Die Nachtigall begann zu singen, weil sie befürchtete, dass es gleich wieder Streit geben würde und wollte mit ihrem Gesang die Gemüter besänftigen.

Sie tat Gutes, in dem sie ihr Gesang den anderen darbot, denn auf einmal wurde es wieder still und man spürte regelrecht, wie sich die Gemüter beruhigten. Die Angst vor dem Ungewissen hatten doch viele Tiere ergriffen und jetzt war es an der Zeit, für Zusammenhalt zu sorgen. Die Kleinen hatten Ehrfurcht vor den Großen und getrauten sich erst gar nicht, auf sie zuzugehen und zu fragen, ob sie ein Plätzchen zum Tragen bei ihnen finden könnten.

Durch das schöne Lied der Nachtigall lösten sich die Ängste ein wenig auf und Mut und Hoffnung stieg in vielen auf. Man konnte schon fast sagen, dass durch den Gesang und durch die Musik eine heitere Stimmung entstand. Viele Tiere lauschten einfach nur zu und andere summten ihr Lied mit.

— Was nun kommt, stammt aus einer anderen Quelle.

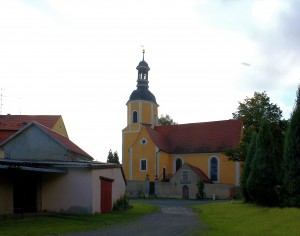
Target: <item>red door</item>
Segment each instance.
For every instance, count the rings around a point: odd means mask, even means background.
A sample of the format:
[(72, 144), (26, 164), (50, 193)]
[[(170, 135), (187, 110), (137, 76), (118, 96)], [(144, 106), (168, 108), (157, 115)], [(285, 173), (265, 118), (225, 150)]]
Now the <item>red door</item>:
[(110, 212), (112, 210), (112, 179), (100, 177), (101, 179), (101, 213)]
[(189, 199), (189, 187), (186, 185), (182, 187), (182, 198)]

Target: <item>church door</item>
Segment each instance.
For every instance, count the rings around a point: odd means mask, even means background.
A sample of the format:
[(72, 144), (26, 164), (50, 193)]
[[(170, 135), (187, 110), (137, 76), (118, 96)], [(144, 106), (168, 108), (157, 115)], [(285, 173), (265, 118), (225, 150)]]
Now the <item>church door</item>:
[(189, 194), (189, 187), (186, 186), (186, 185), (184, 185), (184, 186), (182, 187), (182, 198), (183, 198), (183, 199), (189, 199), (189, 197), (190, 197), (190, 194)]

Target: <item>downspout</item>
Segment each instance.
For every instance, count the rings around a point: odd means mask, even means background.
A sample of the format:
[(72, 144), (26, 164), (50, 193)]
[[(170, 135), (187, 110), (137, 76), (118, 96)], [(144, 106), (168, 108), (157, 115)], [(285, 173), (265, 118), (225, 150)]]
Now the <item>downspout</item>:
[(159, 148), (155, 146), (155, 180), (158, 180), (158, 161), (159, 161)]
[(130, 147), (128, 151), (129, 151), (129, 180), (132, 180), (132, 147)]

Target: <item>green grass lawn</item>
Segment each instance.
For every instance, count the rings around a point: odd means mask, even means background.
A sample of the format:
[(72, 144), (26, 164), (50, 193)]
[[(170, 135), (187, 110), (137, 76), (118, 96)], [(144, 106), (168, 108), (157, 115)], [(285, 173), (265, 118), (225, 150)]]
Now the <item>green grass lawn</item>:
[(207, 231), (201, 235), (300, 235), (300, 209), (269, 208), (242, 202), (192, 207)]
[(158, 207), (150, 204), (133, 203), (127, 211), (115, 211), (96, 215), (51, 214), (25, 216), (23, 219), (0, 220), (0, 235), (56, 235), (78, 231), (93, 230), (111, 224), (126, 224), (144, 215), (158, 211)]
[[(96, 215), (52, 214), (0, 220), (0, 235), (58, 235), (126, 224), (158, 211), (158, 207), (133, 203), (127, 211)], [(241, 202), (192, 206), (198, 213), (200, 235), (300, 235), (300, 209), (268, 208)]]

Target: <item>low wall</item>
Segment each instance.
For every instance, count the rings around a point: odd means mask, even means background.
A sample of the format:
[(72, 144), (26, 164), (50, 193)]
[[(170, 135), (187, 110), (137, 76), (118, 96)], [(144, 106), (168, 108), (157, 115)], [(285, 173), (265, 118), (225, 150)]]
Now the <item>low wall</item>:
[[(195, 184), (189, 186), (189, 199), (196, 199), (198, 189)], [(232, 199), (234, 186), (232, 184), (204, 184), (204, 193), (207, 199)], [(128, 197), (148, 197), (147, 181), (129, 180), (126, 194)], [(182, 198), (182, 186), (173, 182), (156, 182), (155, 196), (161, 198)]]
[(204, 184), (204, 193), (209, 199), (232, 199), (233, 188), (232, 184)]
[[(171, 182), (158, 182), (155, 189), (156, 196), (162, 198), (182, 198), (182, 193)], [(155, 187), (156, 187), (155, 186)]]
[(126, 186), (126, 195), (128, 197), (137, 198), (148, 196), (146, 191), (146, 181), (128, 180)]

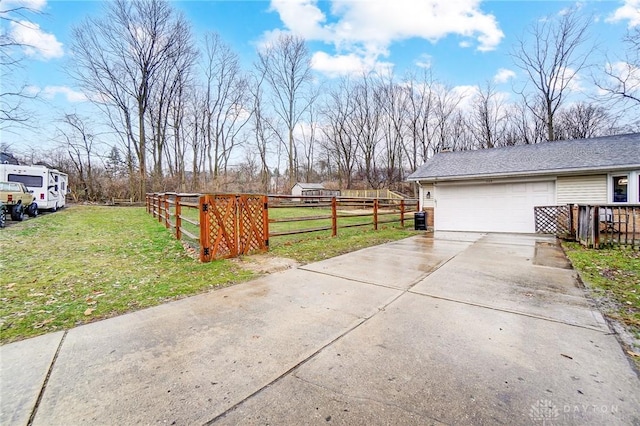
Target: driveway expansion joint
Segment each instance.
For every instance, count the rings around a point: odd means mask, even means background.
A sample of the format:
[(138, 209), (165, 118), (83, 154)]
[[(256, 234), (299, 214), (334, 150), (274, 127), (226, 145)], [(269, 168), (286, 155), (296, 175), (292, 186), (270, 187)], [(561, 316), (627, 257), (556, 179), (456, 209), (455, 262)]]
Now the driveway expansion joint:
[(554, 319), (554, 318), (543, 317), (541, 315), (535, 315), (535, 314), (530, 314), (530, 313), (527, 313), (527, 312), (516, 311), (516, 310), (513, 310), (513, 309), (498, 308), (498, 307), (495, 307), (495, 306), (484, 305), (482, 303), (473, 303), (473, 302), (469, 302), (469, 301), (465, 301), (465, 300), (452, 299), (450, 297), (436, 296), (436, 295), (433, 295), (433, 294), (422, 293), (422, 292), (417, 292), (417, 291), (411, 291), (411, 289), (409, 289), (408, 292), (411, 293), (411, 294), (418, 295), (418, 296), (430, 297), (432, 299), (446, 300), (448, 302), (460, 303), (462, 305), (468, 305), (468, 306), (475, 306), (475, 307), (478, 307), (478, 308), (489, 309), (491, 311), (496, 311), (496, 312), (505, 312), (505, 313), (508, 313), (508, 314), (522, 315), (524, 317), (539, 319), (539, 320), (542, 320), (542, 321), (553, 322), (553, 323), (556, 323), (556, 324), (570, 325), (572, 327), (583, 328), (585, 330), (597, 331), (597, 332), (602, 333), (604, 335), (615, 334), (615, 333), (611, 332), (611, 330), (609, 329), (609, 325), (606, 322), (603, 324), (603, 325), (606, 325), (606, 327), (607, 327), (607, 330), (605, 331), (602, 328), (593, 327), (593, 326), (590, 326), (590, 325), (574, 324), (574, 323), (561, 321), (561, 320)]
[(62, 345), (64, 343), (65, 338), (67, 337), (67, 333), (69, 330), (65, 330), (62, 338), (60, 338), (60, 343), (58, 343), (58, 348), (56, 349), (56, 353), (53, 355), (53, 359), (51, 360), (51, 364), (49, 364), (49, 369), (47, 370), (47, 375), (44, 378), (44, 382), (42, 382), (42, 387), (40, 388), (40, 392), (38, 393), (38, 398), (36, 399), (36, 403), (33, 406), (33, 410), (31, 410), (31, 414), (29, 415), (29, 421), (27, 422), (27, 426), (31, 426), (33, 421), (36, 418), (36, 414), (38, 413), (38, 408), (40, 407), (40, 403), (42, 402), (42, 397), (44, 396), (44, 391), (47, 389), (47, 384), (49, 383), (49, 378), (51, 377), (51, 373), (53, 372), (53, 367), (58, 360), (58, 355), (62, 350)]

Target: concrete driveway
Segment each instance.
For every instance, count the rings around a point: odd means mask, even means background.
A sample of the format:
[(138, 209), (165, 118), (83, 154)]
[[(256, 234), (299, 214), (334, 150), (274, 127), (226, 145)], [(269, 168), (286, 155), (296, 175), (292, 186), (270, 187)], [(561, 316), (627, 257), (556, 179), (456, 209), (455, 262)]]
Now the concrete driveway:
[(0, 347), (0, 424), (640, 425), (553, 240), (437, 234)]

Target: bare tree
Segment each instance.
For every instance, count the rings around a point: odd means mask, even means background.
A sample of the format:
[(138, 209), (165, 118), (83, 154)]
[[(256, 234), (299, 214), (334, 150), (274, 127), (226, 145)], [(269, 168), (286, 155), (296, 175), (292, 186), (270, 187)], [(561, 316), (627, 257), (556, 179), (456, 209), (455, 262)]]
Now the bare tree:
[[(259, 71), (259, 70), (258, 70)], [(263, 70), (264, 72), (264, 70)], [(251, 133), (254, 136), (253, 146), (260, 157), (260, 186), (266, 194), (269, 192), (270, 177), (267, 155), (269, 153), (270, 141), (273, 139), (270, 117), (265, 111), (264, 99), (264, 74), (259, 72), (254, 74), (249, 86), (252, 99), (253, 114)]]
[(409, 143), (405, 143), (409, 168), (413, 171), (433, 154), (431, 126), (434, 109), (433, 77), (430, 70), (424, 70), (420, 79), (409, 75), (405, 86), (409, 90), (407, 106), (407, 127)]
[(607, 59), (604, 78), (595, 78), (595, 84), (606, 93), (605, 99), (621, 100), (640, 115), (640, 27), (629, 30), (624, 43), (625, 57), (611, 62)]
[(274, 44), (258, 52), (256, 67), (269, 83), (274, 111), (286, 128), (286, 137), (280, 135), (280, 138), (286, 141), (292, 187), (296, 181), (294, 129), (314, 101), (309, 92), (311, 61), (304, 39), (281, 35)]
[[(533, 114), (531, 108), (538, 108), (538, 113)], [(524, 101), (511, 104), (507, 108), (504, 144), (512, 146), (543, 142), (547, 138), (547, 128), (544, 122), (538, 119), (543, 108), (540, 104), (527, 105)]]
[(82, 188), (83, 198), (96, 201), (98, 191), (93, 167), (96, 155), (95, 134), (87, 125), (87, 119), (77, 114), (66, 114), (60, 124), (58, 138), (69, 154), (69, 159)]
[(315, 163), (316, 145), (318, 144), (318, 112), (313, 105), (307, 109), (307, 122), (303, 126), (299, 126), (301, 133), (301, 151), (304, 156), (303, 161), (303, 178), (305, 182), (313, 181), (313, 166)]
[[(529, 77), (534, 96), (523, 95), (525, 105), (544, 123), (547, 140), (556, 140), (554, 119), (576, 76), (587, 67), (592, 49), (584, 49), (590, 20), (570, 10), (555, 18), (538, 20), (528, 40), (520, 40), (511, 56)], [(539, 108), (542, 105), (543, 108)]]
[(562, 139), (585, 139), (615, 132), (616, 120), (605, 108), (580, 102), (561, 110), (556, 134)]
[(159, 65), (150, 84), (147, 116), (151, 131), (154, 190), (160, 189), (162, 183), (164, 158), (171, 176), (178, 175), (180, 183), (184, 183), (181, 178), (184, 175), (184, 164), (181, 163), (184, 156), (180, 130), (196, 52), (188, 29), (177, 37), (173, 40), (171, 58)]
[(351, 83), (343, 79), (329, 92), (322, 115), (326, 120), (322, 128), (322, 147), (327, 154), (327, 166), (333, 158), (338, 166), (338, 181), (341, 188), (351, 189), (356, 167), (358, 145), (355, 135), (349, 130), (353, 115)]
[(410, 93), (403, 85), (397, 84), (389, 77), (380, 87), (378, 101), (383, 113), (382, 137), (385, 142), (385, 180), (386, 186), (402, 181), (403, 157), (405, 153), (405, 136), (407, 110)]
[(432, 147), (435, 152), (442, 149), (454, 149), (456, 141), (452, 135), (456, 131), (456, 124), (453, 118), (464, 96), (454, 92), (450, 87), (437, 84), (433, 86), (433, 97), (434, 140)]
[(363, 76), (350, 92), (353, 109), (347, 129), (358, 147), (360, 174), (371, 188), (382, 184), (378, 156), (381, 138), (380, 87), (371, 75)]
[(472, 100), (469, 126), (478, 148), (493, 148), (504, 144), (506, 110), (495, 87), (487, 82)]
[(97, 104), (119, 111), (138, 160), (138, 197), (147, 178), (146, 119), (158, 74), (183, 51), (189, 25), (166, 0), (114, 0), (74, 28), (72, 74)]
[(17, 40), (10, 32), (12, 25), (25, 26), (29, 16), (38, 13), (28, 7), (14, 7), (0, 10), (0, 129), (15, 124), (28, 124), (31, 114), (24, 107), (24, 101), (36, 99), (37, 95), (27, 90), (26, 83), (18, 81), (24, 56), (22, 50), (30, 47)]
[(240, 69), (240, 59), (217, 33), (205, 36), (204, 74), (206, 79), (206, 153), (209, 173), (216, 189), (218, 177), (229, 161), (238, 133), (250, 113), (249, 85)]

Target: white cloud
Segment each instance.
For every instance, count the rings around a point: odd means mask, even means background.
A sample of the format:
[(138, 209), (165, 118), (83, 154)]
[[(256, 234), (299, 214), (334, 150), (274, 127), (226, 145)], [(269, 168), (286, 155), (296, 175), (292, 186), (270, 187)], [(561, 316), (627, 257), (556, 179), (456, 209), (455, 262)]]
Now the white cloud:
[(506, 68), (500, 68), (496, 73), (496, 75), (493, 76), (493, 81), (496, 83), (506, 83), (512, 78), (515, 78), (515, 76), (516, 76), (515, 72)]
[(465, 38), (461, 45), (488, 51), (504, 37), (495, 17), (480, 10), (480, 0), (332, 0), (329, 15), (318, 0), (272, 0), (271, 8), (286, 31), (332, 44), (341, 61), (386, 57), (393, 43), (413, 38), (436, 43), (458, 35)]
[(353, 53), (331, 56), (326, 52), (314, 53), (311, 58), (311, 67), (329, 77), (361, 74), (366, 69), (364, 60)]
[(419, 68), (429, 69), (432, 65), (433, 58), (431, 57), (431, 55), (427, 55), (426, 53), (420, 55), (420, 57), (416, 61), (416, 66)]
[(64, 55), (62, 43), (56, 39), (56, 36), (42, 31), (40, 26), (33, 22), (11, 22), (11, 36), (17, 43), (23, 45), (27, 56), (48, 60)]
[(372, 57), (363, 58), (354, 53), (332, 56), (326, 52), (316, 52), (311, 58), (311, 67), (333, 78), (342, 75), (363, 75), (370, 72), (388, 75), (393, 69), (393, 64), (378, 61)]
[(46, 86), (42, 90), (42, 95), (46, 99), (53, 99), (58, 94), (65, 96), (68, 102), (76, 103), (85, 102), (87, 100), (87, 97), (84, 95), (84, 93), (73, 90), (68, 86)]
[(624, 4), (616, 9), (607, 22), (620, 22), (629, 20), (629, 28), (640, 25), (640, 0), (625, 0)]
[(33, 10), (42, 10), (47, 5), (47, 0), (4, 0), (4, 9), (26, 7)]

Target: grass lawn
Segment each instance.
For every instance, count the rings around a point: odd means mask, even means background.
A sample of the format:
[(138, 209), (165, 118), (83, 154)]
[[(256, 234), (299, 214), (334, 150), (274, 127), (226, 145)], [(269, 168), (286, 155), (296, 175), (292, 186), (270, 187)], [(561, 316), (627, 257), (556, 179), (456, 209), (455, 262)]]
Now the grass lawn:
[(144, 208), (74, 206), (14, 224), (0, 253), (2, 343), (252, 277), (192, 259)]
[[(311, 212), (270, 209), (276, 217), (324, 214)], [(415, 235), (395, 224), (379, 229), (340, 229), (336, 238), (330, 231), (274, 237), (270, 254), (306, 263)], [(0, 254), (0, 343), (255, 277), (231, 261), (194, 260), (169, 230), (137, 207), (73, 206), (12, 224), (0, 231)]]
[[(640, 252), (586, 249), (578, 243), (565, 243), (564, 248), (604, 314), (640, 339)], [(640, 357), (634, 360), (640, 367)]]
[(300, 263), (309, 263), (413, 235), (417, 235), (413, 230), (390, 225), (381, 225), (378, 231), (372, 227), (347, 228), (338, 230), (338, 236), (333, 238), (331, 231), (275, 237), (269, 241), (269, 252)]

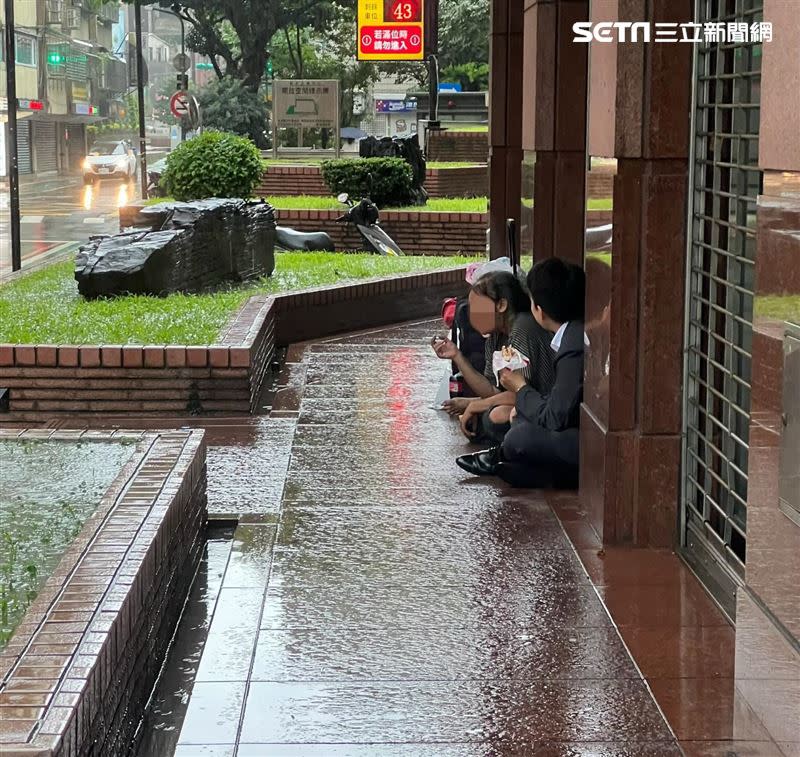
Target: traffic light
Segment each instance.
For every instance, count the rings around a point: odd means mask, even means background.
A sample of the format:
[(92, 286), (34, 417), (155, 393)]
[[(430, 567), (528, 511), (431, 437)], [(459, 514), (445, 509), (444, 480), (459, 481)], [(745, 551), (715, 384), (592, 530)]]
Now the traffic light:
[(274, 74), (272, 72), (272, 58), (267, 58), (267, 76), (272, 79)]
[(178, 89), (189, 89), (189, 75), (178, 74), (176, 86)]
[(63, 66), (67, 62), (67, 57), (60, 50), (50, 49), (47, 51), (47, 63), (50, 66)]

Die Bienchen fingen an, den Tönen neue Tonfolgen zu schenken, es ergab ein schönes Klangbild. Jetzt ging alles recht schnell mit der Aufteilung der Helfertiere. Jedes kleine Tier fand sein Helfertier und so konnten alle ihren Weg weiter gehen. Durch das Lied der Nachtigall wurden einige der Tiere mutiger und sie sangen alte Lieder zusammen. Stück für Stück stiegen die Tiere ins Lied mit ein und am Schluss sangen und tönten alle mit.

Jetzt schien der Weg leichter zu gehen, die Stimmung unter den Tieren war heiter und gelassen und so kam es, dass sie bald ein großes Licht vor sich sahen. Das Ende des Tunnels war in Sicht. Viele Tiere freuten sich darüber, einige jedoch hatten ein wenig Angst vor dem Unbekannten.

In der Zwischenzeit hatte sich jedoch einiges verändert. Der Zusammenhalt und die Achtsamkeit für die anderen Tiere hatte sich positiv gewandelt. Anstatt Streitgespräche gab es eher einen guten Erfahrungsaustausch, die vorherige Rechthaberei wurde durch Einfühlsamkeit ersetzt. So kam es, dass richtige Freundschaften entstehen konnten. Jeder durfte so sein, wie er war, ohne deshalb verurteilt zu werden. Es war eine Zusammengehörigkeit entstanden, trotz großer Unterschiedlichkeit.

Nun bot sich ein Blick auf eine neue Welt mit einer wunderschönen Landschaft. Die Sonne erhellte alle Gesichter und es strömte warme gut riechende Luft zu allen. Sie hatten es geschafft. Gemeinsam.

Hier fanden sie eine neue Welt vor, voller Hoffnung auf ein freies und unbekümmertes Leben.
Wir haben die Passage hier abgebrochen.